Here it is! The judge felt the exultance taking over his being. Gasanov wasn’t lying! The Accountant actually exists.
And I’ll hold onto it, because the phone tap procedure automatically makes it possible to identify the phone that makes the call and to get to the address: 177 Barrikadnaya Street, flat no. 12. The flat is in the name of Pankratov, D.M., who probably does not exist, but Barrikadnaya Street most certainly does, and we need to go there immediately!
“Salayev! Would you give me a squad? We’re going to get a big fish. What do you think of that?”
Salayev, who had a cigarette hanging from his mouth, meditated on what to do.
“Seems to me that it’s worth a go,” he finally acknowledged. “We have been keeping an eye on this Accountant for some time.” Just look at you, the judge thought, you never thought of telling me. How many other things have they not told me? No, this is a complete sham. I shouldn’t have come here. I should have stayed in Moscow…
“I can’t imagine how Shepilov didn’t notice it!” Salayev continued to consider the various ramifications. “The bastard has a drink problem, but he’ll pay for this. Yes, there must be a squad we could use; I’ll go and make the call. But hold on, Nazar Kallistratovich, what about the search warrant?”
“What warrant? I’ll sign the warrant myself! You have the forms here?”
Salayev spread his arms to signify his desolation.
“Then we’ll go without one,” the judge entreated, but the other man shook his head.
“No, no, Nazar Kallistratovich, these guys are smart. He’ll probably stand behind the door and shout, ‘Do you have a warrant? Show it to me!’ They know the law better anybody else, and at the trial, his lawyers would just pull us apart.”
“Well then?”
“First we go to the Prosecutor’s Office, and there you can sign the warrant. Wait here – just enough time to make a few phone calls.”

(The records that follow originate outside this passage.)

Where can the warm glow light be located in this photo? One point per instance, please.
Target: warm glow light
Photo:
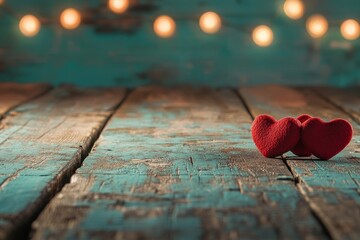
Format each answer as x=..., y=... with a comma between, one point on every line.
x=164, y=26
x=316, y=26
x=118, y=6
x=263, y=35
x=350, y=29
x=29, y=25
x=70, y=18
x=294, y=9
x=210, y=22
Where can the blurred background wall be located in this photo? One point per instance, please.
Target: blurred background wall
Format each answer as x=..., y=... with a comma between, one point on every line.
x=110, y=49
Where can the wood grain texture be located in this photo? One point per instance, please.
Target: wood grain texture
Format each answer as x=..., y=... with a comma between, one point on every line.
x=179, y=164
x=330, y=187
x=13, y=94
x=41, y=144
x=347, y=99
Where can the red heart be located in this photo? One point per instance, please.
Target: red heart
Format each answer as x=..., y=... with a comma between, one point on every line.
x=274, y=138
x=326, y=139
x=300, y=149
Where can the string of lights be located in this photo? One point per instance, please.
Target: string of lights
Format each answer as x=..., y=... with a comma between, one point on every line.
x=210, y=22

The chief of police disappeared into another room and Nazar was on his own in his office. So long as he’s quick about his phone calls. Suddenly a shiver went down his spine. But who exactly is Salayev phoning? He’s calling for the police car, okay, and perhaps to the Prosecutor’s Office so that they can prepare the mandate, but why did he go through there? No, the guy is stitching me up… Ah, but here he is, thank God. He couldn’t have had time to phone Barrikadnaya Street and tip off our quarry. Or could he?
“Here I am! Let’s go?”
“We’re off. You’ve phoned?”
“Yes! I got Sidorov’s squad, he’s a bright lad. They’ll go directly to the Prosecutor’s Office, and we’ll go in my car.”
Down in the street, Nazar found Kandayev waiting for orders. For a moment he hesitated: should he bring him along? No, he wanted to keep an eye on Salayev.

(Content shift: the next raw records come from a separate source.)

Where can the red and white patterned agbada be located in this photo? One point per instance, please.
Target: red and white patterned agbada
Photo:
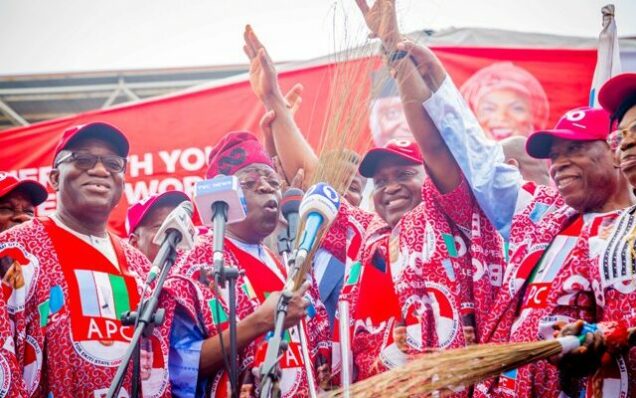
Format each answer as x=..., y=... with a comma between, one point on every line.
x=255, y=283
x=68, y=335
x=540, y=290
x=443, y=265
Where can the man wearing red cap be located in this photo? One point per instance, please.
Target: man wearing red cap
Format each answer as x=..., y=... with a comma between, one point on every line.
x=79, y=279
x=553, y=234
x=18, y=199
x=262, y=278
x=144, y=218
x=614, y=376
x=396, y=308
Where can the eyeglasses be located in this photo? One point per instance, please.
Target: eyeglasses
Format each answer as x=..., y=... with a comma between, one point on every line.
x=631, y=129
x=86, y=161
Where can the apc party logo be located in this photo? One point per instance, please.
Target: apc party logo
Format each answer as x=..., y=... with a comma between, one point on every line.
x=19, y=269
x=445, y=311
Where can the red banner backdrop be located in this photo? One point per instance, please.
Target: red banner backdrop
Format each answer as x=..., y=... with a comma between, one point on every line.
x=171, y=137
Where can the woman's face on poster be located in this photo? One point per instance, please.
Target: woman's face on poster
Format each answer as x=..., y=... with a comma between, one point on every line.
x=504, y=113
x=391, y=121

“Dzhafar Alyevich! Thanks for your assistance. I have no more need of you today. You can go home.”
Ten minutes later, Nazar and Salayev were both at the Prosecutor’s Office and filling in the search warrant. The clerks had gone home, as had the typists: the judge dictated and the chief of police typed. Suddenly a perplexed Salayev looked up at Nazar; he had come up with another difficulty.
“Hold on!” he cried. “You’re not the investigator responsible for this case! Your authority only concerns the Pashayev case! If you have any reason to believe that the Accountant was involved in that case, then it’s fine with me, but strictly speaking you weren’t allowed to look at those phone taps.
There’s not a single piece of paper in the records. We’re going to have trouble!”
“Comrade Salayev, I will take responsibility for everything, and you’ll not lose your armchair over this one! I will declare to whoever I have to that I got a tip-off, and I won’t even mention the phone taps. But please, get a move on!”
In that moment, a police sergeant appeared at the door; the beanpole with freckles was Sidorov. Salayev explained what needed to be done, and then held out his hand to Nazar.